The following article is an example of a .NET implementation of Kruskal’s algorithm for finding the minimum spanning tree of a connected, undirected graph.
The minimum spanning tree for a graph is the set of edges that connects all nodes and has the lowest cost.
In order to be able to run this solution, you will need .NET 4.0. The example was constructed using Visual Studio 10, and WPF for the graphical representation.
In this article, I will be using a large portion of the code that I used to exemplify Dijkstra’s algorithm for finding the minimum distance path between two nodes
in a connected undirected graph. You can find this example here.
Similar to Dijsktra, Kruskal’s algorithm is also characterized as “greedy.” Even though these algorithms are quite similar, their approaches are quite different since
their goals are simply not the same. In the case of minimum spanning tree, there are some additional structures that we will be using, making the understanding of the algorithm
a little bit more difficult.
In addition, the minimum spanning tree is a more abstract concept and a little more difficult to compare to a practical situation.
In the case of minimum distance algorithm, we thought of the graph as a map of cities where the nodes represent the cities and the edges – the roads that connect them.
We could imagine a similar scenario for a minimum spanning tree. For example, we could imagine that we are an internet provider that is currently building their network
in a given country and that we use optic fiber to connect all the cities in it. Since optic fiber costs us money, we would like to use as little as possible. The minimum spanning
tree algorithm can help us do that.
As already mentioned, Kruskal’s minimum spanning tree is similar to Dijkstra’s shortest path in the way that both are “greedy” algorithms.
When we were looking for the shortest path, we were trying to select the best possible edge from the node with the smallest total cost incurred.
The reason why this is an efficient strategy is because it reduces the number of nodes that we need to visit in order to get to the target.
In order to find the minimum spanning tree, we need a slightly different approach. To construct the tree in an efficient manner, we need to visit all nodes by visiting
as few edges as possible. Therefore, it makes sense to collect all the edges of the graph and have them ordered so that we consider the least costly ones first.
However, that is not enough since it does not guarantee us that we will select only the edges that we need to construct the minimum spanning tree. Let’s consider
the following simple case. We have a graph with three nodes that are interconnected. We start collecting the edges to construct the minimum spanning tree.
We start with the edge between nodes 1 and 2. The next logical one would be the edge between nodes 2 and 3. At this point, there is a direct connection between
nodes 1 and 2, 2 and 3, and there is an indirect connection between 1 and 3 by going through node 2. Therefore, it would be a mistake to add the last edge to the minimum spanning tree.

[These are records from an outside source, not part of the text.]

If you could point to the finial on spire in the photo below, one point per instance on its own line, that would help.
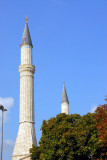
(63, 83)
(26, 19)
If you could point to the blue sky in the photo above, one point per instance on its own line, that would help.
(70, 44)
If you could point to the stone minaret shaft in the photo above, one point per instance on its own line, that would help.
(26, 134)
(64, 102)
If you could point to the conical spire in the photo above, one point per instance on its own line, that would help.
(64, 95)
(26, 39)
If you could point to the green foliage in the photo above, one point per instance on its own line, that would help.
(68, 137)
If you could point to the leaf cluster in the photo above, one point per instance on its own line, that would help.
(68, 137)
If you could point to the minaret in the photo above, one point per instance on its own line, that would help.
(26, 134)
(64, 102)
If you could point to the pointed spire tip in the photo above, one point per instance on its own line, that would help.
(26, 19)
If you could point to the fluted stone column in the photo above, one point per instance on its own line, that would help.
(26, 134)
(64, 101)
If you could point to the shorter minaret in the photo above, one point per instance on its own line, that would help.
(64, 102)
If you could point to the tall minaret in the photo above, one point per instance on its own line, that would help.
(64, 102)
(26, 134)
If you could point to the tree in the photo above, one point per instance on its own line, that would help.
(101, 119)
(68, 137)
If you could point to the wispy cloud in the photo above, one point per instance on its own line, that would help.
(7, 103)
(94, 107)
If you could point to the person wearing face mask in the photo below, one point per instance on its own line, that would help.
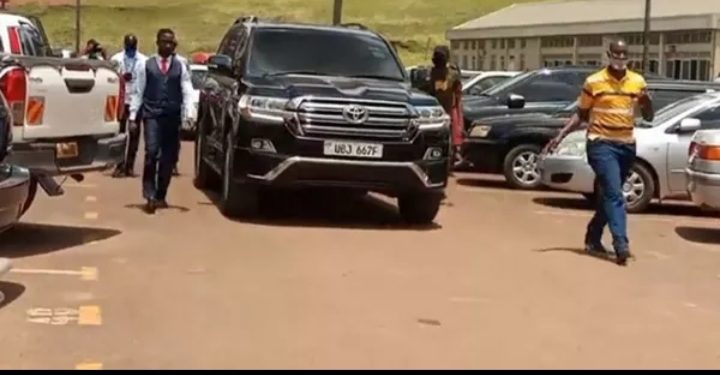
(126, 62)
(607, 104)
(445, 85)
(162, 92)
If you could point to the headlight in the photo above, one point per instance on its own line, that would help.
(431, 118)
(263, 108)
(573, 145)
(480, 131)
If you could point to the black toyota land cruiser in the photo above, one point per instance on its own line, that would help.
(292, 106)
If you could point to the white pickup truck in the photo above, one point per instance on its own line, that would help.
(65, 111)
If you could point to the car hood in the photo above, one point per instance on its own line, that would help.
(292, 86)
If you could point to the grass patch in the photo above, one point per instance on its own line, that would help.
(415, 25)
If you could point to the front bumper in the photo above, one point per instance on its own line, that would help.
(704, 188)
(568, 173)
(14, 187)
(300, 161)
(95, 154)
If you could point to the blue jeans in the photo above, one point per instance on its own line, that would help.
(162, 145)
(611, 163)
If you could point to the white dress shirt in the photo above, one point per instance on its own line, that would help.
(127, 64)
(140, 78)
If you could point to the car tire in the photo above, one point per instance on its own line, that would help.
(639, 175)
(237, 200)
(523, 160)
(419, 208)
(641, 183)
(205, 177)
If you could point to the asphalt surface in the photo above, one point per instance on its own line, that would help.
(339, 282)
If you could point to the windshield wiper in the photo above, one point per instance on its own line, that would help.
(290, 72)
(375, 76)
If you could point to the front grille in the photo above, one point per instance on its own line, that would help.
(323, 118)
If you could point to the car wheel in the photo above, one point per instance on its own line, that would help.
(639, 189)
(205, 177)
(521, 167)
(237, 200)
(419, 208)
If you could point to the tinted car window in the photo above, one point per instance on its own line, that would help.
(278, 51)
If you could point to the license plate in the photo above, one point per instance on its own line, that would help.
(67, 150)
(355, 149)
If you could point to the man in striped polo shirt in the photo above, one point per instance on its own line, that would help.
(607, 104)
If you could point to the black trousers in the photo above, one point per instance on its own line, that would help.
(133, 143)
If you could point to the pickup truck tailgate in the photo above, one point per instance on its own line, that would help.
(68, 98)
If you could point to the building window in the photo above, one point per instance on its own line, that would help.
(590, 41)
(557, 42)
(689, 37)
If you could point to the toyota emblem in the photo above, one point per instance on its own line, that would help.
(355, 114)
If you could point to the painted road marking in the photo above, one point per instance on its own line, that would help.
(85, 273)
(60, 316)
(89, 366)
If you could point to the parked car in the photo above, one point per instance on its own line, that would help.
(14, 181)
(545, 90)
(511, 144)
(483, 81)
(662, 154)
(703, 172)
(287, 119)
(65, 111)
(198, 73)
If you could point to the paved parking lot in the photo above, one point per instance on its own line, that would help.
(500, 281)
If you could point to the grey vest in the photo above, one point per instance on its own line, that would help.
(163, 95)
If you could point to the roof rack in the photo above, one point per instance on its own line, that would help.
(246, 19)
(357, 26)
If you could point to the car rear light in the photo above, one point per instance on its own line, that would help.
(111, 110)
(15, 43)
(35, 110)
(14, 86)
(708, 152)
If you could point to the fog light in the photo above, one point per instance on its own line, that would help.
(262, 145)
(433, 153)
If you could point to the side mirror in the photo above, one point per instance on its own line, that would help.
(515, 101)
(220, 64)
(689, 125)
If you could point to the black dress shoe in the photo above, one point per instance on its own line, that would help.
(622, 258)
(150, 207)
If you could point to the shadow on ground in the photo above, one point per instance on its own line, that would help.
(331, 210)
(9, 292)
(675, 208)
(609, 257)
(34, 239)
(708, 236)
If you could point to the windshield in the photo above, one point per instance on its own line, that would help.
(280, 51)
(198, 77)
(674, 109)
(512, 82)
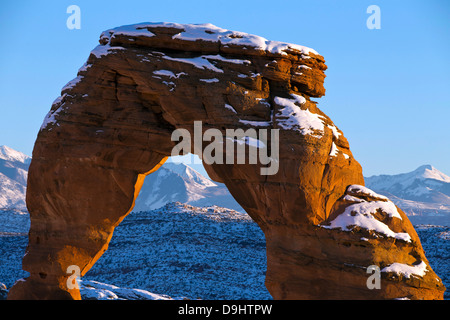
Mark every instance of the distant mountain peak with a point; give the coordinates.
(9, 154)
(429, 172)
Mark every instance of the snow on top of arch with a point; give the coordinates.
(208, 32)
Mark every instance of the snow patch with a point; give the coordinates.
(294, 118)
(407, 270)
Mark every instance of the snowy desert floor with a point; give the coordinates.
(180, 251)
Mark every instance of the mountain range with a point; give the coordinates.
(13, 178)
(422, 192)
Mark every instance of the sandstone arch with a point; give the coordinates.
(112, 125)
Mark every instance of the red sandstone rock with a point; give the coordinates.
(112, 126)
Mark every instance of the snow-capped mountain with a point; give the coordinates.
(13, 178)
(424, 191)
(179, 182)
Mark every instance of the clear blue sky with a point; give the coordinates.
(388, 90)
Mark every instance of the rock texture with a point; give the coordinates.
(112, 126)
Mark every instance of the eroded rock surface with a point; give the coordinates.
(112, 126)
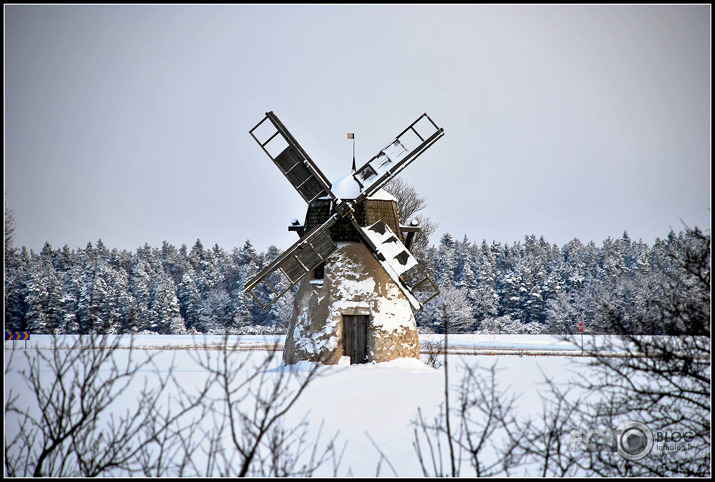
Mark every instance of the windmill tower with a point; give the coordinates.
(358, 280)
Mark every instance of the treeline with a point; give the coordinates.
(526, 287)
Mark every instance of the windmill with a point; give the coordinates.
(350, 221)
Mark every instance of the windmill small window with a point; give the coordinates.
(319, 272)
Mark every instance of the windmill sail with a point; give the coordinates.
(291, 159)
(397, 155)
(400, 264)
(291, 266)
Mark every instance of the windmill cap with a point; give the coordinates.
(348, 188)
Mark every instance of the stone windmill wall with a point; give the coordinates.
(354, 284)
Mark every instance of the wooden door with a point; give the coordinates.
(355, 337)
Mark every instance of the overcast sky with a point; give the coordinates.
(130, 123)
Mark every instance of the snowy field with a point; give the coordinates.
(371, 406)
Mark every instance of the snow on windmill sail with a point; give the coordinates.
(357, 281)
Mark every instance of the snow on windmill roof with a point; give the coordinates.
(348, 188)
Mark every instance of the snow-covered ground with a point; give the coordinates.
(373, 404)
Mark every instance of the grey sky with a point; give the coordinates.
(130, 123)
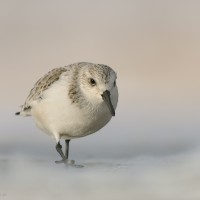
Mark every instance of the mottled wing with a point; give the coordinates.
(41, 85)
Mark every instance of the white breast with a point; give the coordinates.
(56, 115)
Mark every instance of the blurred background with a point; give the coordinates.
(154, 47)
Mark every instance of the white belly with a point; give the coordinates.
(62, 119)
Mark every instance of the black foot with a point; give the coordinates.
(65, 161)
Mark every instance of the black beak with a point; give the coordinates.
(106, 98)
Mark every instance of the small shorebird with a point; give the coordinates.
(72, 101)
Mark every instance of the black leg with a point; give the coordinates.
(59, 150)
(67, 148)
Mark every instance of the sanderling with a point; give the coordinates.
(72, 101)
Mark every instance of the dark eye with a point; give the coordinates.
(92, 82)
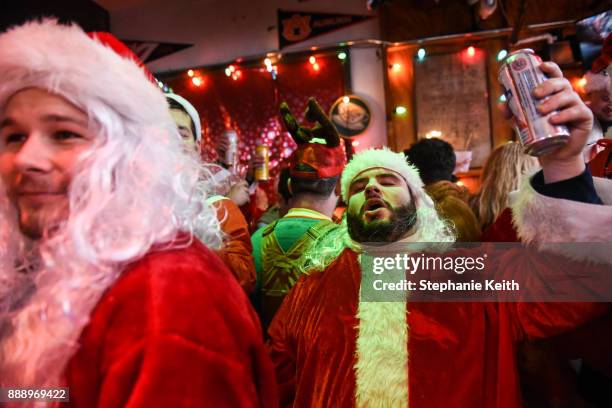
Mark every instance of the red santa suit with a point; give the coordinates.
(330, 349)
(175, 330)
(237, 250)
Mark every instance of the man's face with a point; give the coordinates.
(601, 105)
(183, 122)
(380, 207)
(42, 137)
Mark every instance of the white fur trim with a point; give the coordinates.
(191, 110)
(63, 60)
(596, 81)
(376, 158)
(542, 220)
(381, 368)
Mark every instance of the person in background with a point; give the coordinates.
(279, 209)
(313, 174)
(435, 160)
(503, 172)
(334, 347)
(599, 97)
(187, 119)
(109, 285)
(236, 249)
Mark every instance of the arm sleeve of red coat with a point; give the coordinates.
(237, 248)
(183, 337)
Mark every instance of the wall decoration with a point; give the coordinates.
(351, 115)
(452, 101)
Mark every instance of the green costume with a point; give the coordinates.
(277, 250)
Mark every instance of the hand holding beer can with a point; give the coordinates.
(519, 75)
(230, 154)
(261, 162)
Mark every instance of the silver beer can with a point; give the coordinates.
(231, 154)
(519, 75)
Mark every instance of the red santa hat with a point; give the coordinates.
(319, 153)
(88, 72)
(380, 158)
(598, 79)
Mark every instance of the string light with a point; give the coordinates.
(197, 81)
(421, 54)
(236, 74)
(230, 70)
(578, 84)
(400, 110)
(501, 55)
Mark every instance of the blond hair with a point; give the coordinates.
(503, 172)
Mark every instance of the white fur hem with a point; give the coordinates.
(381, 368)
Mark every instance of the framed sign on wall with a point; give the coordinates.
(452, 102)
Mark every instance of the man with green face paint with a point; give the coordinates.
(333, 347)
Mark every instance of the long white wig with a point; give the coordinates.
(137, 187)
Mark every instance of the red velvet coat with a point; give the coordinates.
(175, 330)
(459, 354)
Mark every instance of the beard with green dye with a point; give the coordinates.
(401, 221)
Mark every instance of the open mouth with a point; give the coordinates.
(374, 204)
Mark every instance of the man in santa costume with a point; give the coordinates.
(108, 285)
(332, 348)
(236, 249)
(598, 88)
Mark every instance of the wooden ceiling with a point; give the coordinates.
(403, 20)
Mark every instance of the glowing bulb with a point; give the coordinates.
(433, 133)
(400, 110)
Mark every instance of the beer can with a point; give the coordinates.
(231, 154)
(262, 167)
(519, 75)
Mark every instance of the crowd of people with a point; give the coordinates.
(131, 273)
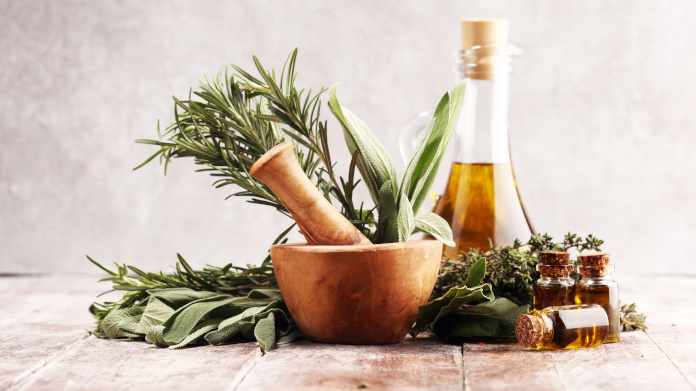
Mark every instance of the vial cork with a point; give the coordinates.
(529, 330)
(596, 259)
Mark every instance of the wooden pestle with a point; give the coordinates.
(319, 221)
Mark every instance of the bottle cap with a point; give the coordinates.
(554, 258)
(529, 330)
(596, 259)
(480, 32)
(595, 271)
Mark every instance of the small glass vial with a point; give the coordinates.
(597, 286)
(563, 327)
(554, 287)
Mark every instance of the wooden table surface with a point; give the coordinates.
(44, 346)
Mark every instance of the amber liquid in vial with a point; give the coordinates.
(606, 295)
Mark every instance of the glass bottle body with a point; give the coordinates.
(603, 291)
(481, 201)
(553, 291)
(572, 327)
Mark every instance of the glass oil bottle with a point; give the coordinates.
(597, 286)
(554, 287)
(563, 327)
(480, 201)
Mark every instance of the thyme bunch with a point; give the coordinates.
(511, 270)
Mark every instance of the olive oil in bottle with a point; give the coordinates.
(563, 327)
(480, 203)
(554, 287)
(598, 287)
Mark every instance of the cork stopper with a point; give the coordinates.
(596, 259)
(480, 32)
(595, 271)
(554, 258)
(529, 330)
(485, 51)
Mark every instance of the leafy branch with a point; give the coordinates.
(236, 117)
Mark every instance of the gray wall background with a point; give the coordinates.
(602, 118)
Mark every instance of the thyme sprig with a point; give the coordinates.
(511, 270)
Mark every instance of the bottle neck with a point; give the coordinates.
(482, 130)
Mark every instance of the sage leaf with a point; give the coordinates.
(112, 324)
(471, 291)
(186, 318)
(387, 230)
(230, 327)
(475, 274)
(436, 226)
(176, 298)
(428, 162)
(199, 331)
(264, 332)
(156, 312)
(493, 319)
(374, 162)
(448, 304)
(154, 336)
(405, 219)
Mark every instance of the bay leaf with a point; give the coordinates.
(493, 319)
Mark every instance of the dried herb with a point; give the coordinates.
(511, 270)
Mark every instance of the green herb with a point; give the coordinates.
(147, 310)
(236, 117)
(631, 319)
(511, 272)
(511, 269)
(398, 204)
(469, 311)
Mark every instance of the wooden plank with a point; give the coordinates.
(39, 317)
(422, 363)
(132, 365)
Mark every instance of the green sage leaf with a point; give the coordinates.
(436, 226)
(264, 332)
(112, 325)
(197, 333)
(374, 162)
(493, 319)
(156, 313)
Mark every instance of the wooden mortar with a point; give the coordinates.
(356, 294)
(339, 287)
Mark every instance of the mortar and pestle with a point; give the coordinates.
(339, 287)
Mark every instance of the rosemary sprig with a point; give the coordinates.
(236, 117)
(229, 279)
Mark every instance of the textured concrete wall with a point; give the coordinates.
(602, 121)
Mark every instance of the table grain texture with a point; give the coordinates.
(44, 346)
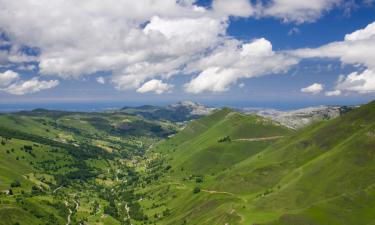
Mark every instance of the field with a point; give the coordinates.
(225, 168)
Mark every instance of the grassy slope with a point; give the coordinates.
(69, 129)
(196, 151)
(321, 175)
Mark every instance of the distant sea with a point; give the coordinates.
(98, 107)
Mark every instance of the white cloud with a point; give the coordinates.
(298, 11)
(241, 8)
(27, 67)
(333, 93)
(294, 30)
(233, 61)
(143, 40)
(8, 77)
(358, 48)
(30, 86)
(101, 80)
(361, 82)
(313, 89)
(156, 86)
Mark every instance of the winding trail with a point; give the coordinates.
(217, 192)
(70, 213)
(259, 139)
(54, 191)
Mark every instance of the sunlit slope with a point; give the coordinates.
(198, 149)
(322, 175)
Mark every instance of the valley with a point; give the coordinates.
(177, 166)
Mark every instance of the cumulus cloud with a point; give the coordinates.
(313, 89)
(358, 48)
(156, 86)
(298, 11)
(361, 82)
(101, 80)
(236, 60)
(241, 8)
(143, 40)
(30, 86)
(333, 93)
(8, 77)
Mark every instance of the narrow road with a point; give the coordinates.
(70, 213)
(127, 212)
(259, 139)
(217, 192)
(54, 191)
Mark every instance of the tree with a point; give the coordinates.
(15, 183)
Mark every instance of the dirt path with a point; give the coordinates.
(70, 213)
(217, 192)
(127, 208)
(259, 139)
(54, 191)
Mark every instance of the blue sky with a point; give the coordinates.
(40, 67)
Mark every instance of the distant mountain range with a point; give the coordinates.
(302, 117)
(178, 112)
(188, 110)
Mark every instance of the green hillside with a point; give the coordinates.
(320, 175)
(59, 167)
(226, 168)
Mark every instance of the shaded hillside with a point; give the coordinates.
(320, 175)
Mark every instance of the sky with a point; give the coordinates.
(264, 53)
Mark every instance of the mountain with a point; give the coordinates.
(179, 112)
(322, 174)
(226, 167)
(302, 117)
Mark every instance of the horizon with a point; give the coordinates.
(279, 53)
(105, 106)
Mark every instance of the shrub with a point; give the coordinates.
(225, 139)
(15, 183)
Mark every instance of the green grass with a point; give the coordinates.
(322, 174)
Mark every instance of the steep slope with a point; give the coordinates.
(216, 142)
(323, 174)
(193, 158)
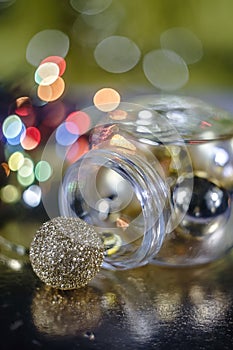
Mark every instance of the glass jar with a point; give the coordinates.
(156, 182)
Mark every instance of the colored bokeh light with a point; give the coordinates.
(47, 73)
(15, 161)
(32, 196)
(26, 168)
(43, 171)
(78, 120)
(57, 60)
(10, 194)
(12, 126)
(14, 141)
(46, 43)
(22, 106)
(79, 148)
(6, 168)
(51, 92)
(107, 99)
(63, 136)
(30, 139)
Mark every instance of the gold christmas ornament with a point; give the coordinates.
(66, 253)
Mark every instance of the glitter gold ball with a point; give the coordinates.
(66, 253)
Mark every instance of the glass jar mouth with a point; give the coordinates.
(195, 120)
(136, 240)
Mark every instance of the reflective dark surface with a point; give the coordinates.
(145, 308)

Therefore, the minimum spanning tree consists only of the edges between nodes 1 and 2 and 2 and 3. We need a way to keep track of the edges that we have already
selected for the minimum spanning tree and the nodes that we have visited. In order to do that, we will use an additional structure that we will call cluster.
A cluster is simply a collection of nodes that we have already visited. As we keep adding edges to the minimum spanning tree, we need to check if each node the edge
connects is already in the cluster or not. If both nodes have been already added, the edge should not be included in the minimum spanning tree, even if it is the shortest edge in the list.
Having defined the role of the cluster, it becomes clear that at the start of the algorithm, we will need to have a cluster for each node.
As we keep adding edges to the minimum spanning tree, we will keep merging the clusters until we are left with what encompasses all the nodes in the graph.
The best way to exemplify the algorithm is to view an example that is a bit more complete than the example before.
Starting with the edge with the minimum cost, we will first add the edge between 2 and 5 to the minimum spanning tree and we will first merge the clusters of nodes 2 and 5.
We will apply the same logic for nodes 1 and 6 and the edge between them. The next edge we should consider is the one between nodes 3 and 4 or between 6 and 4
since they have the same cost of 15. Let’s imagine that we take the edge between nodes 3 and 4. We find ourselves in the same situation as before.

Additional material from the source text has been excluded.